La villa
Robert Guédigiuan
par Robert Robert
Le nouveau film de Robert Guédigiuan semble vouloir sauter par-dessus les deux films précédents (Au fil d’Ariane (2014) et Une histoire de fou (2015)), pour retrouver le lyrisme et la sérénité des Neiges du Kilimanjaro (2011). Les visages nous sont bien connus, le cinéaste restant fidèle à sa troupe ; les lieux aussi, Marseille et sa douceur de vivre. Certains thèmes sont repris, d’autres apparaissent qui correspondent à l’âge du cinéaste, à son cheminement, à la maîtrise aussi d’un art du récit qui semble trop simple, alors qu’il se révèle d’une grande complexité, pour peu qu’on s’attarde à y regarder de plus près – dans la mesure où l’émotion que génère le film nous y autorise.
La villa est un film grave : le vieillissement, l’attente de la mort, le deuil, le désir qui s’essouffle, les idéaux qui s’estompent, tout y est convoqué dans un entrecroisement permanent. Mais La villa n’est pas un film lourd! Au contraire, l’art de Guédigiuan trouve une harmonie dans cette profusion de thèmes qui pourrait devenir lassante et déboucher sur la démonstration ; rien de semblable ici : par la grâce de sa mise en scène fluide, le film se déploie avec le même bonheur, les mêmes surprises aussi, que la vie, qui jamais n’est un long fleuve tranquille… Que le spectateur qu’un tel programme pourrait inquiéter soit rassuré! Guédiguian ne nous propose pas une leçon de morale ; c’est ailleurs que son attention est mobilisée : dans une attention minutieuse aux petits moments de la vie, aux gestes et aux pièges qui font toute la richesse, jamais épuisée, du quotidien. Ce film est un chant, une célébration. Et bien triste celui, ou celle, qui déciderait – au nom de quoi ? d’une certaine rigueur ? – de s’en priver. Et si certains accusent périodiquement Guédigiuan d’être passéiste, ils peuvent aujourd’hui remballer leur jugement : le cinéaste est bien notre contemporain, les pieds plantés sur le terrain des questions qui nous taraudent tous, quel que soit notre âge, ou notre ancrage.
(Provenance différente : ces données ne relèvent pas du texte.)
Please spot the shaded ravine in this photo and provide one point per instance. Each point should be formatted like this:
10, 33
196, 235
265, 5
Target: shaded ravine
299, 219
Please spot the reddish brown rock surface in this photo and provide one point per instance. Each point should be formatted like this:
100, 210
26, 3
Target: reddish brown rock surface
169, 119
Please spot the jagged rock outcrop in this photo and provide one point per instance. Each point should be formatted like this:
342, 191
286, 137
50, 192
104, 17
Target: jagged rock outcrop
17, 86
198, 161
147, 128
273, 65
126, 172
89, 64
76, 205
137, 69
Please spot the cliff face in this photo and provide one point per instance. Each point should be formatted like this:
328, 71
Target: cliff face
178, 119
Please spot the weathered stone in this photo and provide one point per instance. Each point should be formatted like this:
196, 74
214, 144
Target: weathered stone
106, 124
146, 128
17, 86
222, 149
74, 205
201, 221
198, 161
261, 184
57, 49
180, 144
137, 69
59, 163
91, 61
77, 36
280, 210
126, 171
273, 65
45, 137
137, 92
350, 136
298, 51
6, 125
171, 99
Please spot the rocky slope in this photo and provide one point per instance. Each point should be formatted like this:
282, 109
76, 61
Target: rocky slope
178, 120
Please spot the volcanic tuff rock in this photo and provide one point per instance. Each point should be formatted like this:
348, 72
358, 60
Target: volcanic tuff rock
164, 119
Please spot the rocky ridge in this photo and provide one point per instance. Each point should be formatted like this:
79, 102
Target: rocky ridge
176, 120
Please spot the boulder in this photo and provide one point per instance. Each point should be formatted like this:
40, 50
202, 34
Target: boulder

Par ailleurs, comme le signalait très justement André Roy, au lendemain de la projection du film au festival de Toronto, La villa est « un film éminemment politique qui affirme qu’on peut aller au-delà de nos désenchantements, qu’il y a d’autres raisons de mobiliser sa conscience politique qui s’est affadie ». Héritier d’un certain humanisme communiste, Guédigiuan reste ouvert au monde, se refuse à toute forme d’amertume et se défend bien de toute nostalgie ; si les personnages de La Villa interpellent leur passé, c’est pour mieux comprendre leur présent, pour mieux le maîtriser. Ainsi en est-il d’ailleurs de la démarche même du cinéaste qui, évoquant la jeunesse de ses personnages dans un flash-back époustouflant, fait appel à des images tournées par lui-même en 1985, pour inscrire son récit dans le récit beaucoup plus large qu’il bâtit et nourrit depuis bientôt quarante ans et une vingtaine de films.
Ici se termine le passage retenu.